All's Well(77)



“She has been working herself up a lot, haven’t you dear?” her mother adds. “She hasn’t been able to sleep.”

“BECAUSE I’M SICK! And I’ve never been unwell before! I’ve never been sick!”

“Apparently, she’s not sick now either,” her father adds.

“Jim,” Briana’s mother hisses.

Briana looks at him, eyes flashing with betrayal. She could kill him, strangle him, her own father. Right here, right now, with her small, frail hands.

“Well, it’s true, isn’t it?” her father continues, unfazed. “How many doctors has she seen now. Six?”

“Seven,” her mother says, patting Briana’s greasy hair, but Briana shakes her off.

“Seven.” He looks at me. “We’ve had all kinds of tests done. They all say there’s nothing wrong with her. That she’s healthy as a horse.”

“No one’s said that!” Briana protests.

“They say that maybe she had some kind of virus,” he continues, talking to me and the dean now, “but that stress is what’s keeping her immune system out of whack.”

“What about my leg, then?” Briana demands. “What about my back?”

She’s looking right at her father, pleading, but he’s a wall. He continues to address me and the dean.

“They say her back is probably just messed up because she’s been in bed for so long. That her leg is messed up because her back is messed up.”

“Only one doctor said that! And he was an idiot. He didn’t even listen to me!”

“But it makes sense, doesn’t it?” her father presses, looking at us.

“A domino effect,” the dean says happily. “Absolutely. One time, I hurt my ankle. Next thing it was my shoulder.

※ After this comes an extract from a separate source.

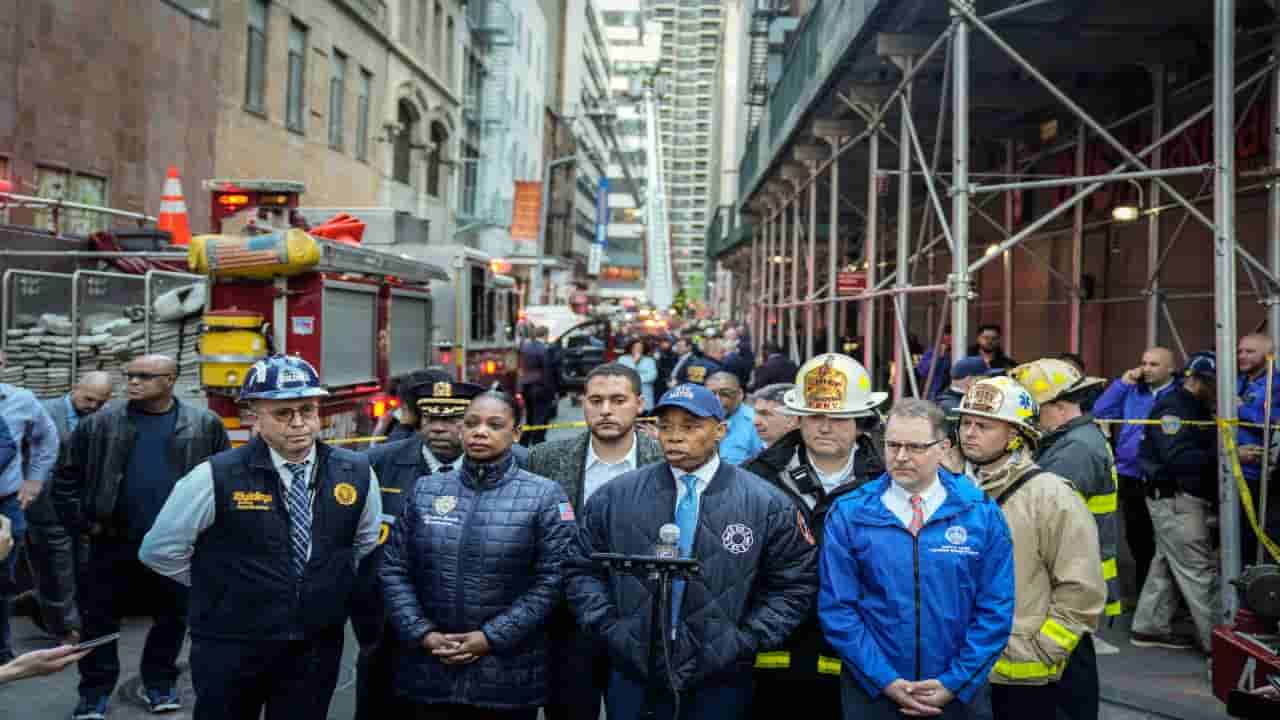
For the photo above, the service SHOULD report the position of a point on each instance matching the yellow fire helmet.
(1002, 399)
(1050, 379)
(832, 384)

Next thing I knew I had a headache. That’s your domino effect.”

My phone buzzes in my lap. I look down. Hugo, sending me texts.

Last night my god

Can’t stop thinking about it

Jesus ur fucking hot. my god.

Meet me in wkshp now?

I hide my phone under Briana’s sick glare.

“All compensatory,” the dean is saying. “Weakness begets weakness. And stress can play terrible tricks on us.”

“Sure it can,” says her father. “That’s what we’ve been telling her.”

“Don’t talk about me like I’m not here! I hate when you do that! I’m right here! Right here in this room!” Her voice is wavering wildly. She looks less angry, more desperate. Her sweaty white face punched in with self-pity and fear, real fear. Fucking look at me! Am I invisible?

How many surgeons, physiatrists, doctors, have I looked at like this? Only to have them address themselves instead to Paul sitting beside me? Paul would nod along solemnly with the doctor and then look over at me, at a loss. Did you see how he just talked to you again? Did you see?! I’d ask in the car after we left.

I saw, Paul said.

Am I invisible? What the fuck was that about?

I don’t know, Miranda, okay? he sighed. Calm down.

And then after our split, when I went to the doctor alone, they still wouldn’t look at me. They would direct their questions, their diagnoses, to the corners of the room or to the medical table or to the diagram of the skinned body on the wall. As if these objects were somehow more trustworthy, more reasonable.

“I’m here,” Briana says again. “Right here.”

“Of course you are,” the dean says.

“And I’m not stressed, I’m sick! SHE made me sick.”

“No one’s saying your pain isn’t real, sweetheart,” her mother begins. “But remember that video they showed us? About pain and the brain?”

Briana looks at her mother like she could smack her. Then tears fill her eyes again. I recall Mark’s face in the SpineWorks basement. Looking at me like he understood me, like someone finally understood me. I have a video for you to watch, Miranda. I think it would help you. That it would be a great place for us to start. The sense of betrayal that welled up in me later as I stood crookedly in my apartment, watching the anthropomorphic brain wander a sad gray world of its own design.

I wonder where Mark is, if he’s watching that video now. If it’s helping him.

“The brain is so powerful, remember, my love?” Briana’s mother says now. “Sometimes we just get so upset we can literally keep ourselves sick, can’t we?”

“Absolutely,” the dean and her father say at the same time.

“Well, Miranda should know all about this,” Fauve says, looking at me and smiling. Little snake in the grass. Slithering, slithering.

“After all, she was unwell just like Briana here, weren’t you? For a while there, Miranda, I wasn’t sure if you would be fit to continue. I was actually prepared to step up and fill in. Not that I’m a Shakespeare person by any means—I prefer musicals, so much lighter and uplifting and accessible—but anything for the students.”

Slither, slither. All for the sake of her sad career, her sorry survival.

“So noble of you, Fauve,” I say, smiling too, still smiling through all of this. “So selfless.”

“But now look at you, Miranda. You’ve recovered so spectacularly. Just in the past month. Just after Briana came down with this condition, as a matter of fact.”